Saut mengatakan jual beli pengaruh sebenarnya bisa diatasi jika sistem perekrutan SDM bisa lebih fair yang didukung dengan sistem yang detil dan tata kelola rekrutmen diserahkan pada konsultan yang berintegritas.
Dia menambahkan jika korupsi khususnya berupa suap bisa diatasi jika pemerintah memiliki SOP yang sangat detil dalam setiap proses rekrut kenaikan pangkat dan penempatan atau promosi . “Karena ini bagian dari komponen integritas SDM dalam jangka panjang,” imbuhnya.
Ke depan, Wakil Ketua KPK itu mengatakan jika pihaknya akan menjalin kerjasama dengan Menteri Pendayagunaan Aparatur Negara dan Reformasi Birokrasi untuk membahas pembenahan sistem baik dalam perekrutan aparatur negara maupun promosi kenaikan jabatan.

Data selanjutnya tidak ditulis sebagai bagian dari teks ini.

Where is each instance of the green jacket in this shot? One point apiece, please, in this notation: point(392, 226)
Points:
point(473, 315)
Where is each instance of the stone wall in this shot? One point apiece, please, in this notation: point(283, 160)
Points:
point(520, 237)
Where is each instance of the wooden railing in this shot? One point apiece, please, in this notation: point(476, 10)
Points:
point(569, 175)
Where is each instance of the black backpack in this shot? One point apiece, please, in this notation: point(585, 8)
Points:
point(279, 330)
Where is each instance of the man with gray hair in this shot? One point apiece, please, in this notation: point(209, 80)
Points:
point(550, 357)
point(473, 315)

“Iya kami akan berupaya [membahas] detil , saya ada ketemu Menpan RB belum lama ini bulan lalu sudah membahas beberapa hal tentang membangun integritas PNS dan pekerja pemerintah yang berada dibawah tanggung jawab Menpan RB,” tukasnya.
Secara terpisah Julius Ibrani dari YLBHI menyarankan KPK agar juga mengakomodir trading in influence atau jual beli pengaruh dalam revisi UU Tipikor.
Ada beberapa kendala yang dihadapi KPK. Pertama, belum ada ketentuan normatif yang diatur dalam KUHP maupun UU Pemberantasan Tipikor di Indonesia. Kedua, pembuktian untuk keuntungan tidak berwujud sangat sulit dibuktikan.
"Oleh karena itu, KPK sepatutnya mendorong revisi UU Tipikor yang mengakomodasi ketentuan Trading in influence,” ujar Julius.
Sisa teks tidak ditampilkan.